Different sequences performing the same function does not address the issue. Its the number of sequences that can before the same function vs the total sequence space.

It’s also a question of whether we, after the fact, are focusing only on a specific function we happen to see rather than all the other functions we could have seen. Note Bill’s repeated confusion over what neutral evolution is about. Does he know that only 1/(2N) of neutral mutations ever become fixed? Unlikely.

Now you’re starting to get it. Then can you refute the research which shows that specific functions are actually comparatively common throughout the sequence space? Over a year ago, you said that you would take some time to read at least the abstracts of all the papers I linked. I’m sure you’ve had enough time by now.

“… that I cannot be bothered to even begin attempting to actually show that it is the case.”

As it turns out, the ‘sequence problem’ and ‘waiting time problem’ are just two sides of the same coin. Every paper published on the ‘waiting time problem’ thus far has looked at the time until two (or more) pre-specified , coordinated mutations become fixed in a population. But there are many ways to achieve a desired result in real biology, as all of the studies cited above show. So the waiting time ‘problem’ is a non-problem.
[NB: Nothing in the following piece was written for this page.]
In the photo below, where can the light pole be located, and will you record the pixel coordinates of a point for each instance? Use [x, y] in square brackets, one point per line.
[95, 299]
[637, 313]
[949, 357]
This comment is based one of your prior arguments based on your link.

The problem with your argument is biology requires specification as proteins need to work together. There may be several sequences that solve the problem but evidence is that this number is a tiny fraction of total sequence space. This causes the need for a mutational search which takes time. Proteins also need to perform different functions and that requires different proteins with different structures. Three of the muscle proteins actin, myosis and titin have different structures that must be compatible enough to work together.

If this search becomes successful then the waiting time problem is this change becoming fixed in the population.
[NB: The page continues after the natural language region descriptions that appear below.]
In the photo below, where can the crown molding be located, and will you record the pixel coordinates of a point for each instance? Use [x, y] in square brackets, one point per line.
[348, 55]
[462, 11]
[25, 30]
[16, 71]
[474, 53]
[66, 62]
Also your argument is based on Axe’s experiment. The experiment is based on bacteria and a single enzyme substrate. The problem gets much worse with multicellular eukaryotes.

There is no sequence problem until you demonstrate it mathematically. And since you can’t do math, there is no problem. When you insist there is in the face of reason, you are lying.

The mathematics of the sequence problem n^p where p is the length of the sequence and n is the number of possible elements in each position. This calculation gets you the total sequence space. The sequence problem is the number of possible solutions is smaller than the total sequence space and most likely orders of magnitude smaller give the empirical data.

If the functional sequence space is smaller than the total sequence space what happens when you randomly change the sequence? Take your telephone and put a friends number down and randomly change it and see if anyone you know answers the phone to test this. How many changes on average would you fail to call one of your friends?

Now imagine if your various friends phone numbers were 500 digits long. How many friends would you need to have a reasonable chance of phoning a friend after changing 5% (25) of the numbers starting from a known friends number?

Like phone numbers protein sequences have working sequences and non working sequences. When they are long as 500 AA long (average human protein) the total possible arrangements are enormous.

You don’t see this as a challenge to evolutionary theory?

That’s a claim, not a demonstration. And in any event, the size of the sequence space is irrelevant, only the functional fraction.

All you did was reassert the very thing we are disputing, without addressing the research that refutes it.